La norma salva-abusivismo è scarna e apparentemente banale: fissa una gerarchia di abusi dal più grave – immobile realizzato da un camorrista – al più “leggero” – semplice casa abusiva – e stabilisce che per procedere alla demolizione degli abusi più comuni, che sono naturalmente la maggioranza, debbano essere stati abbattuti tutti gli altri. Il motivo, meglio il pretesto, del provvedimento èproteggere i cosiddetti abusivi di necessità, “poveri diavoli” che abitano nella casa costruita illegalmente. Solo è piuttosto raro che un mafioso o un camorrista conclamati firmino con nome e cognome un abuso, e invece è frequentissimo che i “poveri diavoli” siano prestanome di diavoli meno poveri e che queste “prime case” abusive – specie nelle zone a vocazione turistica – vengano in realtà affittate in nero a 1000 o 2000 euro a settimana.
Del resto, per capire il senso di questa legge basta rifarne la storia.
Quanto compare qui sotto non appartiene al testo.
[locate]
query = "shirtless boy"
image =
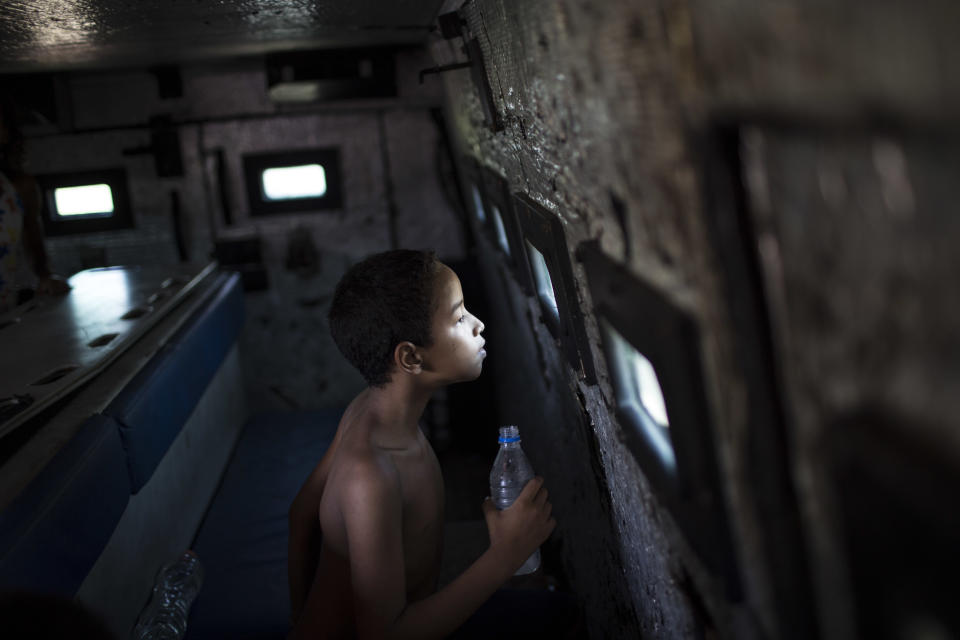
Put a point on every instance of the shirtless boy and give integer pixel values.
(376, 497)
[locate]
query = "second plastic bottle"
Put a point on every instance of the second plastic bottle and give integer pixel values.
(511, 471)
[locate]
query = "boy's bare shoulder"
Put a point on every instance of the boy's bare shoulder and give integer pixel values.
(361, 478)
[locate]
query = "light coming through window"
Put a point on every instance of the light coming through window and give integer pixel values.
(637, 380)
(544, 283)
(501, 231)
(478, 205)
(290, 183)
(85, 200)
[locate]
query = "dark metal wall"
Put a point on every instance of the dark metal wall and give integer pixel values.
(786, 174)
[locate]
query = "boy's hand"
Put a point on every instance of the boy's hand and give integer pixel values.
(518, 530)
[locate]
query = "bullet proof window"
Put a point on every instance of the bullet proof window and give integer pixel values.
(504, 229)
(653, 355)
(302, 181)
(85, 202)
(544, 283)
(501, 230)
(546, 251)
(478, 204)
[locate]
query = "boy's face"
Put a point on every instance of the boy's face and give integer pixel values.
(457, 351)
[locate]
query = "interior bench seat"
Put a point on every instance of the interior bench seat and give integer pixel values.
(242, 541)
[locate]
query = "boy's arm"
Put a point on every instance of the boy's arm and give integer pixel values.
(372, 513)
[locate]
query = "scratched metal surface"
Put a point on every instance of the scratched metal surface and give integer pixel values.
(53, 345)
(38, 34)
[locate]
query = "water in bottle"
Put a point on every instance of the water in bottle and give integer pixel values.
(177, 585)
(511, 471)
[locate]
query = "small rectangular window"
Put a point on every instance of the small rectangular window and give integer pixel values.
(478, 205)
(653, 354)
(290, 183)
(85, 201)
(301, 181)
(504, 229)
(541, 275)
(501, 230)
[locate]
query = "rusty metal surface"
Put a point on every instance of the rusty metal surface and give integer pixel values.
(46, 34)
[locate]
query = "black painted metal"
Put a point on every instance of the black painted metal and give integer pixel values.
(769, 461)
(897, 502)
(328, 158)
(496, 193)
(545, 232)
(669, 337)
(122, 217)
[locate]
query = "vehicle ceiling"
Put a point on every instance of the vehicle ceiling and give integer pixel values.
(49, 35)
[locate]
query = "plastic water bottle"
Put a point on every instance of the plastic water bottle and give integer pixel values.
(177, 585)
(511, 471)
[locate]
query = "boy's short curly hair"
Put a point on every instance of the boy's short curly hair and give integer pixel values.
(380, 302)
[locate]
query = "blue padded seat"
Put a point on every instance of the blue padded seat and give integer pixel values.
(54, 531)
(154, 406)
(242, 542)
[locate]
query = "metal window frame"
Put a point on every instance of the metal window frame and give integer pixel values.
(254, 164)
(543, 230)
(56, 225)
(669, 338)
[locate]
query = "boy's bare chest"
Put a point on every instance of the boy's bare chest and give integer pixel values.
(423, 497)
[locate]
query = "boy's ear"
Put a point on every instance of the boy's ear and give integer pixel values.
(407, 358)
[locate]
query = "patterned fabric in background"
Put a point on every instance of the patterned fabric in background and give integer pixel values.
(11, 243)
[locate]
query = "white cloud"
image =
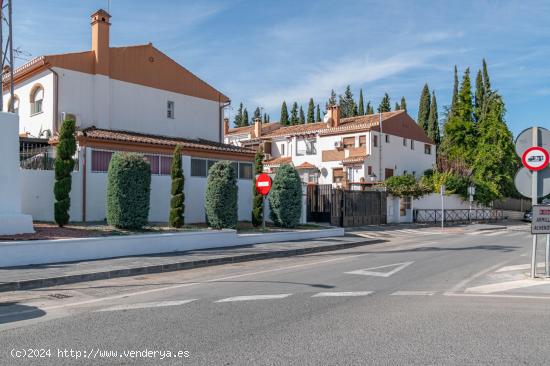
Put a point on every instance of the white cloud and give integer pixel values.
(336, 76)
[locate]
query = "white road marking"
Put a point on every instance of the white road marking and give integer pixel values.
(371, 272)
(498, 296)
(342, 294)
(254, 297)
(145, 305)
(168, 288)
(505, 286)
(519, 267)
(413, 293)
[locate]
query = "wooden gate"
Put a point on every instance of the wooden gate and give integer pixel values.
(358, 208)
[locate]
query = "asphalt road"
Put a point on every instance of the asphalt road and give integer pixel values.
(420, 297)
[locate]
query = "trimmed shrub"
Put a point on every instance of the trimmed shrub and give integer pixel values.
(64, 165)
(177, 203)
(285, 197)
(128, 191)
(220, 199)
(257, 199)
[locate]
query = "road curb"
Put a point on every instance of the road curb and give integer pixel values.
(171, 267)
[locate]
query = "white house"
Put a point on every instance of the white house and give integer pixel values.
(131, 98)
(364, 149)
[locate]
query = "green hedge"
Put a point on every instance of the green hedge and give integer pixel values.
(220, 201)
(285, 198)
(64, 165)
(128, 191)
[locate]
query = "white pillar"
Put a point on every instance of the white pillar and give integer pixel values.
(12, 221)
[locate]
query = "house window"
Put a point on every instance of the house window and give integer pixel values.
(170, 109)
(245, 171)
(404, 205)
(427, 149)
(349, 142)
(337, 175)
(37, 96)
(101, 160)
(15, 104)
(198, 168)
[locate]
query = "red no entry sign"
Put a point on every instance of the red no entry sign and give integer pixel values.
(263, 184)
(535, 158)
Il testo votato dal Senato nasce dall’ennesimo tentativo di un gruppetto di senatori campani di riaprire le porte al condono edilizio. Per loro tre sanatorie generalizzate in meno di trent’anni (1985, 1994 e 2003, le ultime due fatte da governi Berlusconi) non sono bastate, non hanno distrutto sufficiente territorio e aggravato nella giusta misura l’insicurezza abitativa che vede centinaia di migliaia di italiani vivere in case costruite illegalmente e anche per questo costruite male. Si può fare di più e di peggio, questa la loro battaglia, si può per esempio come nel caso in questione introdurre norme bizantine per le quali le demolizioni sono di fatto rese impossibili.
Questo gruppetto di “volenterosi”, già all’opera nella scorsa legislatura, è capeggiato dall’ex-ministro della giustizia Nitto Palma. Fino a oggi aveva sempre fallito l’obiettivo, poi sono arrivati a sostenerlo anche alcuni senatori del Pd – Cuomo e Capacchione in testa – e soprattutto sono arrivate le larghe intese. Dove non è riuscito il Parlamento 2008-2013 a larga maggioranza berlusconiana, rischia di riuscire – varando una legge che non è un nuovo condono ma una sorta di mordacchia alla repressione dell’abusivismo – questo Parlamento di amorosi sensi tra destra e sinistra.
Ripetiamo: l’auspicio è che la Camera ripari al danno, ma intanto va registrata la gravità di quanto accaduto in Senato. Il centrosinistra italiano si era sempre opposto ad ogni proposta, iniziativa che abbassasse la guardia nella lotta all’abusivismo edilizio, piaga tutta italiana che in particolare nel Mezzogiorno ha provocato ferite inguaribili all’ambiente e al paesaggio. Secondo le stime di Legambiente, oltre il 20% di tutte le case costruite nel Sud negli ultimi decenni è illegale: un business colossale, che in molti casi è gestito in prima persona dalle ecomafie e che ha evaso tasse per miliardi. Proprio la Campania, terra d’origine dei fautori della norma salva-abusivismo, è probabilmente la regione in cui il mattone illegale ha imperversato di più, letteralmente sfigurando città e campagne, coste e sponde fluviali: basti pensare a migliaia di case illegali sorte sulle pendici del Vesuvio, dove l’alto rischio vulcanico imporrebbe di non tirare su nemmeno un metro cubo, o all’isola d’Ischia dove la magistratura ha ordinato – e con questa legge si vedrebbe impedite – centinaia di demolizioni.
Contro tutto questo il centrosinistra si era sempre battuto, almeno in Parlamento. Ora in Senato ha fatto un passo indietro: una prova in più che tra larghe intese e buona politica non corre buon sangue.